Best Way To Comment Code Without Cluttering
1) Comment every file, class, or function to explain what it does
2) Comment every member variable (since you can't see how it's being used by looking at a header)
3) Explain what conditionals are for, and potentially what each branch does, if it's non-obvious
4) Comment on any obscure language or library feature you're using that a reader might otherwise have to research
5) Write a comment about every bit of code that is doing something in a non-obvious way, explaining why (e.g. lack of time, improved performance, library quirks)
I don't see comments as clutter. I use an IDE and they clearly delineate comments from code, so it's no worse than having a lot of whitespace.
Back in my BASIC days I didn't use any comments at all, and learning to understand code purely by reading it was a skill I cultivated and was proud of. Now, I work on bigger projects with multiple people, and nobody's got time to read everything to understand it before editing. It's easy to claim that well-written code with good variable names is self explanatory but I don't want to have to read all of it to know what it's doing. Comments provide an essential abstract to save time when coming back to edit code later.

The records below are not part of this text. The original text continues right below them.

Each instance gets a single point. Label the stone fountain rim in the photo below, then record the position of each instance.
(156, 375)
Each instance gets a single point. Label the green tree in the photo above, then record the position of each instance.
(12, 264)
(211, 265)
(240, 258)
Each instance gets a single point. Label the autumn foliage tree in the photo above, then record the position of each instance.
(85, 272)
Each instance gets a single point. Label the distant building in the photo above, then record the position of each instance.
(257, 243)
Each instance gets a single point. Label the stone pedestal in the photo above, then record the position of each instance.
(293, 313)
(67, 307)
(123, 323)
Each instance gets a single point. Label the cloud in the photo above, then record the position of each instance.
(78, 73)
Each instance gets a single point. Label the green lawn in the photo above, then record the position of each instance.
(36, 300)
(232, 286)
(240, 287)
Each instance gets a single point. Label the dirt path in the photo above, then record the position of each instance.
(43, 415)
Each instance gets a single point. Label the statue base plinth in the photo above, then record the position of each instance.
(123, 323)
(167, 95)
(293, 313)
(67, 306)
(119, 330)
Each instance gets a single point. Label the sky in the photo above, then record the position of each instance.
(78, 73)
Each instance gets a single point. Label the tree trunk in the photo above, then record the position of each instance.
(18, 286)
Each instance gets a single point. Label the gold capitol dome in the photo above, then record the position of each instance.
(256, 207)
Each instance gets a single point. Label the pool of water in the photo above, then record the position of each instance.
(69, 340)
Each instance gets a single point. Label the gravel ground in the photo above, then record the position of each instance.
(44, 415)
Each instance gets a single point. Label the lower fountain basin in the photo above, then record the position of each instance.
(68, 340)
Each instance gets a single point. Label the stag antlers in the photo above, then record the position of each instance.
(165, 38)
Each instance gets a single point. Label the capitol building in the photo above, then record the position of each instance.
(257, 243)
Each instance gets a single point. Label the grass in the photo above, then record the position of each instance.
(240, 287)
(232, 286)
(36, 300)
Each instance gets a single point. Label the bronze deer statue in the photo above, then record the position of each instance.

One type of comment I find very useful is to link any code to bugs (jira, github issues, whatever), including for FIXMEs and known problems. More generally, links to a page on the company wiki or anything like that are also good; you can have huge amounts of documentation and archived conversation on the code without cluttering up the source file itself.
The bugs are generally durable (e.g., the link is valid even after the bug is closed), so it lets developers go and find any discussion that occurred relating to the code. Sometimes just seeing the title of the bug (or feature request) is enough to explain the "why" of some code, or provides important context (e.g. "this feature is stupid and complicates everything, why ffs did anyone... oh, an executive asked for it personally").
The further advantage is that if you are investigating a bug but either can't fix it immediately or need to hand it off to another developer, it lets them find relevant parts of the code you investigated very easily and quickly. I just yesterday had a case where I got assigned a months-old bug, searched the codebase for the jira ticket name, and found 6-month-old comments from myself of the form: // [ABC-1234] I think this logic is inverted but I need content to test
This is similar to my own professional approach.
Firstly if we have a description and discussion, link to a page on confluence, or just mention a JIRA number etc.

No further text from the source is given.